List of Acid-Forming Foods

You may ask: What is with the alkaline vs. Acidic diet?

Well, scientifically speaking, it is all about health. Did you know that your blood pH must be a little on the alkaline side for you to stay healthy and be able to fight diseases?  However, you must keep your alkaline level balance within the range of 7.35-7.45. Although a pH level of 7.0 is considered as neutral, going below this line is considered as acidic.

How Do You Become Acidic?

Your pH becomes acidic generally because of the foods you eat. Acid-forming foods, toxins ingestion, emotional and physical stress, or immune system reaction will produce more acid than your body needs. In general, any process or activity that deprives your body’s cells of nutrients and oxygen will result in very high acidity in the blood.

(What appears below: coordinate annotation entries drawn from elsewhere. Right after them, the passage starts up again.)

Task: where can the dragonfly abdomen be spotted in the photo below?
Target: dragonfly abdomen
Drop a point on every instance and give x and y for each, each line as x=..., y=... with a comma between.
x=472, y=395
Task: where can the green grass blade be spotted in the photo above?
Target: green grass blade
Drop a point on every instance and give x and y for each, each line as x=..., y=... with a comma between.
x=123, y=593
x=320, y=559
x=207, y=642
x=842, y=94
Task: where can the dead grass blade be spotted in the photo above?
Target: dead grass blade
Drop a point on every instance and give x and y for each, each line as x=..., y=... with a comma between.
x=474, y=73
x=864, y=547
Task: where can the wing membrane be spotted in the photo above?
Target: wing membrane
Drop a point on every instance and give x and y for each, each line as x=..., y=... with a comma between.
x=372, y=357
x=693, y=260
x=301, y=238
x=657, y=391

What Happens When You Go Acidic?

If your pH level goes below the neutral line, your body will not be able to absorb as much nutrients as in its alkaline state. Moreover, the body’s capacity to repair cells that are damaged is also hindered, as well as the capacity to detoxify the harmful heavy metals that are present in the body. If your body experience these, you will become more susceptible to diseases and you will tire more easily.

List of Acidifying Foods

Acidifying foods do not need to be acidic in their natural state. For instance, lemons are very acidic when tested in their natural state, but once they are consumed and digested by the body, they become highly alkaline.

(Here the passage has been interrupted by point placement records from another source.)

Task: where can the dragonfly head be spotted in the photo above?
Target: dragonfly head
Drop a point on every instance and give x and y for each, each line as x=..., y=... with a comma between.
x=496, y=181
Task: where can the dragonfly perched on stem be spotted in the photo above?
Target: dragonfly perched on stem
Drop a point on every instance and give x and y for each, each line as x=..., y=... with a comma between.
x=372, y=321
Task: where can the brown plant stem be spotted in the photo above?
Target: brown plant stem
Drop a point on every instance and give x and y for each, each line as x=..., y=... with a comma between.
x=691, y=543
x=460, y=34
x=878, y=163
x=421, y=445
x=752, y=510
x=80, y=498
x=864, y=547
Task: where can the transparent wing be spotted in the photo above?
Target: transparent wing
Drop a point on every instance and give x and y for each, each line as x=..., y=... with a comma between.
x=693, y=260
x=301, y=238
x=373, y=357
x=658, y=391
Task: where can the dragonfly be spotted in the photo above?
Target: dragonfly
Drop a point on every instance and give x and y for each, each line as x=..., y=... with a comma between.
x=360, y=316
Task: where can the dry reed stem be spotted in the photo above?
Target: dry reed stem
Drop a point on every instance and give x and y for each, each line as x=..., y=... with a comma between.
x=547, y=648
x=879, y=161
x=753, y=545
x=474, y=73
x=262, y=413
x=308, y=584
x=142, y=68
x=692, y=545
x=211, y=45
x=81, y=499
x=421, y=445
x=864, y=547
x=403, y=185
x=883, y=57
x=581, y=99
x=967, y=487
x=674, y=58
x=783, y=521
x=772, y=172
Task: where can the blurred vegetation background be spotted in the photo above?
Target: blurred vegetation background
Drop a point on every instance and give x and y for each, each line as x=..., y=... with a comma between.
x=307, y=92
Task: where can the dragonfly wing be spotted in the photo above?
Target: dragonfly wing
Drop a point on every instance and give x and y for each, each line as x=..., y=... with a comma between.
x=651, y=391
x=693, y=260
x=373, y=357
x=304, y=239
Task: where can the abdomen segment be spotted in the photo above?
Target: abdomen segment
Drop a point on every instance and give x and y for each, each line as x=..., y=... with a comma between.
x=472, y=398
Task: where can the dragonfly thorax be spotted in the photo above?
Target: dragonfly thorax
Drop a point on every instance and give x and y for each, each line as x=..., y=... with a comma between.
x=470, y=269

In fact, lemons are among the foods with the highest alkaline production. On the other hand,corn, although it may appear low in acid in its natural state, produces very high acid levels when digested. This is mainly due to its very high sugar content.

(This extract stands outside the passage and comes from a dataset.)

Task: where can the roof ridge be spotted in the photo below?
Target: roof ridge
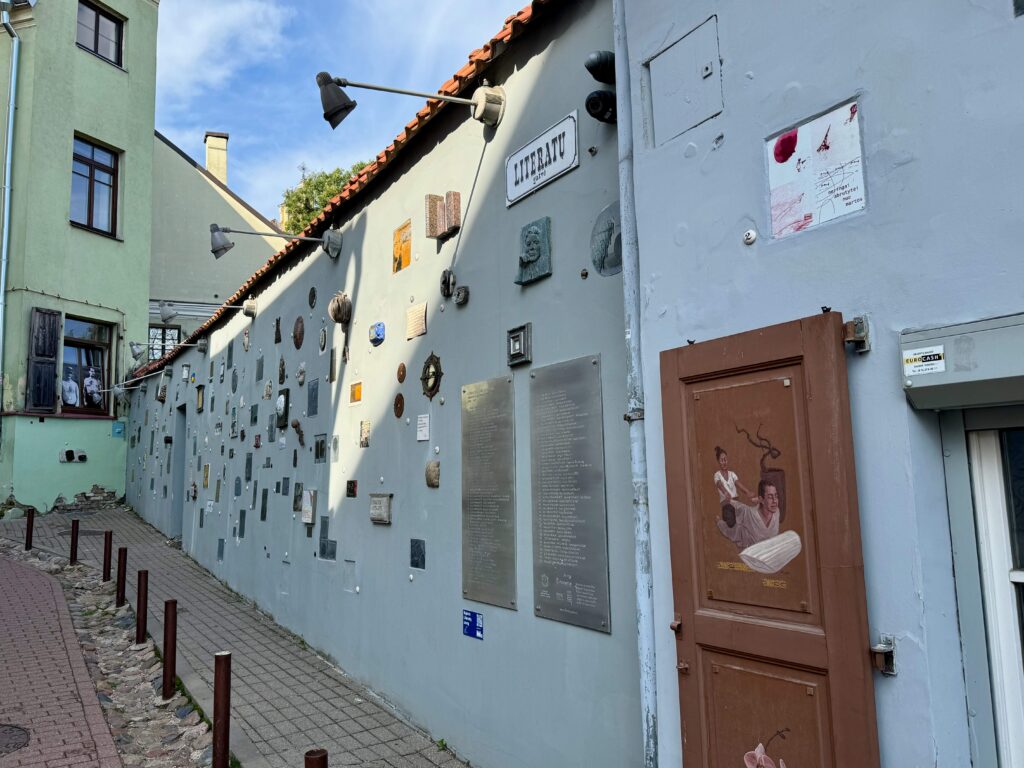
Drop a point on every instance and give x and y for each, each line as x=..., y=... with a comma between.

To make things easier for you, let’s just say that most food with high levels of starch and sugar become highly acidic when digested.  To help you determine which foods to avoid, here is a complete list of acid-forming foods:

Acidifying Vegetables

Corn
Lentils
Winter Squash
Olives

Acidifying Fruits

Blueberries
Cranberries
Plums
Currants
Prunes
Sweetened Fruits (Canned, Glazed, or Dried)

Acidifying Grains

Oatmeal
Rolled Oats
Amaranth
Noodles
Wheat Germ
Spaghetti
Barley
Rice Cakes
Wheat Bran
Cornstarch
Quinoa
Wheat flour
Spelt
White Flour
Kamut
Oat Bran
Bread
Rye
Corn
Soda Crackers
Hemp Flour
Macaroni
Rice
Wheat

Acidifying Legumes, Beans

White Beans
Kidney Beans
Almond Milk
Rice Milk
Chickpeas
Black Beans
Green Peas
Soybeans
Lentils
Red Beans
Pinto Beans
Soy Milk

Acidifying Dairy

Cheese
Ice Milk
Ice Cream
Butter
Processed Cheese

Acidifying Nuts (and Nut Butters)

Cashews
Peanuts
Peanut Butter
Pecans
Walnuts
Tahini

Acidifying Animal Protein

Sausage
Bacon
Lamb
Shellfish
Carp
Beef
Pork
Sardines
Cod
Fish
Salmon
Haddock
Rabbit
Mussels
Shrimp
Veal
Clams
Venison
Corned Beef
Tuna
Lobster
Oyster
Pike
Organ Meats
Scallops
Turkey

Other Acidifying Food Items

Apart from the foods listed above, there are other acid-forming foodstuffs. Avocado oil, corn oil, canola, butter, olive oil, flaxseed oil, hemp oil, sesame oil, safflower oil, and sunflower oil produces high acid levels when digested by the body. Add to this list the sweeteners, such as corn syrup, sugar and carob, as well as beer, wines and spirits and hard liquor. Catsup, coffee, mustard, soft drinks, pepper and cocoa also form high levels of acids.